The seemingly lifeless body was sent for a post-mortem autopsy procedure after a doctor at the Lokmanya Tilak Municipal General Hospital declared him dead, Agence France-Presse quoted Mumbai Police deputy commissioner Ashok Dudhe as saying.
"As the autopsy was about to begin, the man awoke triggering chaos after which the doctors rushed to the room. Then they snatched the death certificate from my staff and tore it up," Dudhe said.
Hospital dean Dr. Suleman Merchant claimed the error was forced by police, who asked doctors to check the man's pulse on the side of the road, as law enforcement was rushing to prepare for a visit by Indian Prime Minister Narendra Modi.
"They forced my doctor to examine the patient on the roadside as they wanted to rush back to the prime minister's security duty," the dean said.
"Had the police allowed my staff to take the man indoors, they might have been able to do a better job," he added.

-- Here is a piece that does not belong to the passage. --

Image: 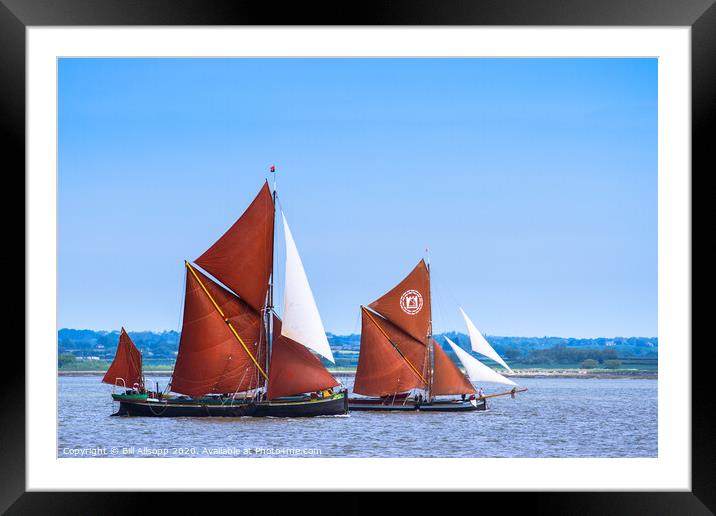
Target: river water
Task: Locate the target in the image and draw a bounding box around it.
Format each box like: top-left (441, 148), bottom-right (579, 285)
top-left (57, 376), bottom-right (657, 457)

The man was being treated in the hospital for malnutrition, alleged alcoholism, and substance abuse.
"He is delirious still and we are trying to stabilise him. Let's hope the damage from his past can be tackled," Merchant stressed.
The allegations prompted police officer Dudhe to suggest the hospital was "trying to cover up their negligence" by making up the "ridiculous" response to the incident that pinned blame on law enforcement.
Mumbai law enforcement has concluded their internal investigation into the case and sent a report to the commissioner, Dudhe said.
Dead bodies are a frequent problem on Indian streets. Earlier this year Mumbai police recovered 104 bodies from the Ganga River, where they were dumped by families who could not afford cremation per Hindu tradition.